At my old shop we used to linearize first, then apply press curves.
Was there any discussion or reasoning done behind the decision to linearize first then apply press curves or was it done because it seemed like the right thing to do?
gordon p
the linearising of the plate is to bring the exposure and development to standard levels.as the exposure ie the laser power and development ie the strength,temp,dwelltime of plate and the coating of the plate are variables.linearisation is done biweekly at our place to ensure the exp/dev is under control.
Since this is a very fundamental, technical, prepress workflow question I would have thought that the results would have been strongly skewed to favor one of the two options rather than evenly split (so far).
It would be great if some of the vendors (Steve M, Kevin C, etc.) or their technical specialists (I know you watch this forum) would also cast a vote for which approach they suggest.
I find that the comments in the posts so far have been excellent and provide much food for thought.
best, gordon p
I have no experience in this area but in general it seems to me that starting from a linear condition would be better. Practically speaking for this situation it probably does not matter since many seem to do just fine without linearization.
My view is that there is only one linear curve but an infinite number of nonlinear curves. I hope I am understanding this discussion. I am assuming that by linear one means that if the plate imaging system is told to make a 50% dot for example, the result is a 50% dot on the plate.
I'll try and clarify.
Back in the day, in a film workflow, the process was to linearize the film output. I.e. Ask for 50% in the file and then measure 50% in the film (and supposedly the same correspondence would occur through the tone scale. Nobody measured what the dot size on the plate was. Linear film was the accepted file interchange format. Very few prepress shops would put a curve in the film to compensate for differences in dot gain on press.
Along comes CtP.
You now have the option to apply curves to the plates to compensate for differences in dot gain on press due to a variety of issues - paper choice, screening choice, press condition, etc. I.e. By not sending a linear plate to the press room you can "normalize" or "optimize" the plate for the given press condition.
So, you can have a "plate curve" and a "press curve."
The plate curve can be its natural (uncalibrated state). For example. With "X" CtP device and plate combination 50% in the file becomes 45% on the plate and 25% in the file becomes 32% on the plate. The plate has an inherent curve that is not linear.
A press curve could be used in order, for example, to make my 20 micron FM (which has a high dot gain) tonally match my 133 lpi AM which has a low dot gain. In that case I might want the requested 50% in the file to create a 35% dot on the plate in order to achieve a final tone of 68% in the presswork.

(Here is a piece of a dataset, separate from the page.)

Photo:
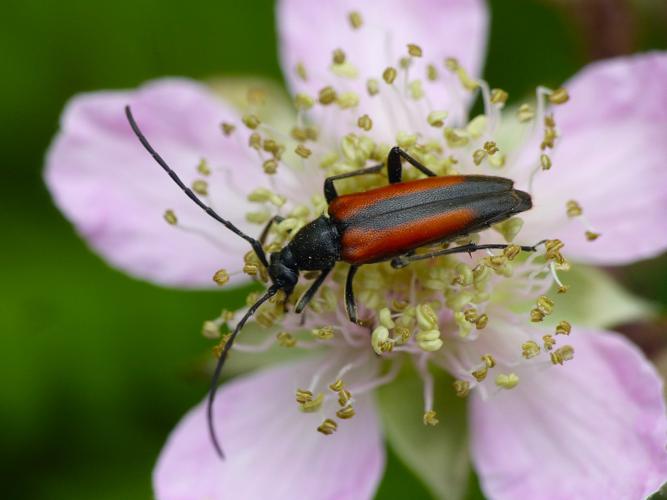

I.e. both my FM and AM produce the same final tone on press from a given requested tone value.
So, the options are to:
1) First apply a linear "plate curve" so that requested tones in the file generate the same tone value on the plate. Then apply a "press curve" to create the needed tones on the plate to achieve the tone response I want on the press sheet. Note that if I need a linear plate in order to achieve my on press tone goals then the linearizing plate curve is also the press curve.
or
2) Accept the natural non-linear plate response and make that the base line. I would then only apply a press curve to the nonlinear (uncalibrated via plate curves) plate to achieve my on press tone objectives. The requirement is that the non-linear plate response is consistent. I.e. whenever I ask for a 50% tone I get a 45% on the plate.
best, gordon p
Thanks Gordon, I think I follow the steps.
In option 2, if one put a control strip on the plate to be used to determine that the imaging of the plate is correct and this control strip was made of gray scale screens such as 5%, 10%, 20%.... 90%, 100%, would one expect that they measure as the non linear values of the plate curve?
A question about the curve. Is the curve above true for all angles and all rasters? Or would you have a series of plate curves, for each angle and each raster ay each resolution?
If the deviation is due to the problem of dots being digital as opposed to analogue then a "curve" would be a missrepresentation, a scatter graph would be more accurate, but ofcourse harder to apply. I guess what I am saying is that even if I can see that a perfect linearisation would perhapps be an advantage. The potential errors and the complexity of keeping all the variables without error and atune to the processs seem impractical.
So even if it is not a perfect bell curve, at least with the combination of plates and raster we use it is reasonable to consider the deviation from the bell curve negligible (ie less than the deviation by imperfect readings).